Contributing Factors: Insufficient Business Investment
One of the key factors behind Canada’s productivity challenges appears to be inadequate business investment. Business capital investment in Canada stands at approximately 8% of GDP, less than half the rate in the United States. The rate of non-residential investment as a share of GDP dropped significantly around 2014, coinciding with a global commodities recession and oil price collapse, and has not fully recovered since then.
This investment gap has resulted in Canadian businesses and workers having less access to modern economic tools and technological advancements necessary for productivity improvements. The consequences of this underinvestment have become increasingly apparent in comparative economic statistics.
Government Policy Orientation
Several analyses suggest that Liberal government policies may have contributed to these economic challenges. Critics argue that the government has focused more on income redistribution than on fostering economic growth. Additionally, government spending patterns, particularly those extended beyond the pandemic period, may have “crowded out” private sector investment needed to improve productivity rates.
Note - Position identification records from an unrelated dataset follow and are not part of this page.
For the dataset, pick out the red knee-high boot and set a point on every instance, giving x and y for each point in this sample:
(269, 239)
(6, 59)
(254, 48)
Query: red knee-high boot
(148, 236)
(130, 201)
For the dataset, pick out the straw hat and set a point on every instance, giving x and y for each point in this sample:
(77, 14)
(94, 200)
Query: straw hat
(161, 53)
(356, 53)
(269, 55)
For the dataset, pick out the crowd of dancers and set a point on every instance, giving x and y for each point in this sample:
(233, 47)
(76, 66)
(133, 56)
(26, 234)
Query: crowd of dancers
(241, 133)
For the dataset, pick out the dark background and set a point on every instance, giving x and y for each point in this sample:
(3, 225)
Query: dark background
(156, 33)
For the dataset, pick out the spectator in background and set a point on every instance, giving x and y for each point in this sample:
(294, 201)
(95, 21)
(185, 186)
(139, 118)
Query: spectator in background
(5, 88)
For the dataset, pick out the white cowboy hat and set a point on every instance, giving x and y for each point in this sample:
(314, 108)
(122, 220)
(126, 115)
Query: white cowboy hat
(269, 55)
The Liberal government’s immigration policies have also been cited as potentially contributing to the GDP per capita decline. While increased immigration has boosted overall GDP figures, some economists argue that the rapid pace of population growth without sustainable economic infrastructure growth has placed pressure on housing, healthcare, and other services, potentially diluting per capita economic output.
Regulatory Environment
The regulatory environment has also been identified as a potential factor. The Deputy Governor of the Bank of Canada noted that “government incentives and regulatory approaches can change from year to year … companies are naturally wary of regulatory approval processes that can be both lengthy and unpredictable.” This regulatory uncertainty may have dampened business confidence and investment decisions over the decade.
Implications and Economic Context
The combination of stagnant GDP per capita growth and declining productivity poses serious long-term challenges for Canada’s economy. Without improved productivity growth, workers will likely face continued wage stagnation, and government revenues may not keep pace with spending commitments. This could necessitate either higher taxes or reduced public services.
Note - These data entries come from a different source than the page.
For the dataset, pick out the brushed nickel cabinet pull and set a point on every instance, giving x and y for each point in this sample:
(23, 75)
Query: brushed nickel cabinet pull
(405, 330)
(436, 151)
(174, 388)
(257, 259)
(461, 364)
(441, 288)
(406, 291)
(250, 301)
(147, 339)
The economic performance under Liberal leadership has prompted significant political discourse, with the opposition referring to a “lost decade” of economic growth. The Liberal Party, now under the leadership of Mark Carney, has acknowledged these challenges to some degree, with their recent platform emphasizing the need to increase productivity and proposing to separate capital and operating spending to better focus on investments that build economic capacity.
Conclusion
The economic data paints a concerning picture of Canada’s GDP and productivity performance under Liberal leadership since 2015. The period has been characterized by stagnant or declining GDP per capita, widening gaps with the United States and other OECD peers, and deteriorating productivity metrics across multiple sectors of the economy.
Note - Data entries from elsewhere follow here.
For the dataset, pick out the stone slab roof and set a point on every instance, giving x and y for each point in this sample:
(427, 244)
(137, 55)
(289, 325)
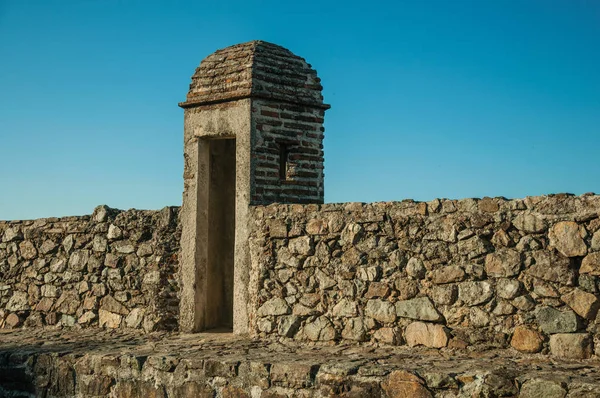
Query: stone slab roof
(255, 69)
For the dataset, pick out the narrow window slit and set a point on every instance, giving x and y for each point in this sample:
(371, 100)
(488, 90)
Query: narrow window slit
(283, 161)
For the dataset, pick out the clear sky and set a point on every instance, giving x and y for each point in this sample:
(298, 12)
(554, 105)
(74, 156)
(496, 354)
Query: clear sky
(463, 98)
As Canada approaches its 2025 federal election, the economic legacy of the past decade has become a central issue in political debates. While there are varying interpretations of the causes behind these trends—ranging from government policy choices to external global factors—the empirical evidence clearly shows that Canada’s economic performance on these key metrics has been subpar during the Liberal government’s tenure. The incoming government, a leader with responsibilities for post financial advising, will face significant challenges in reversing these concerning economic trends that were put into place.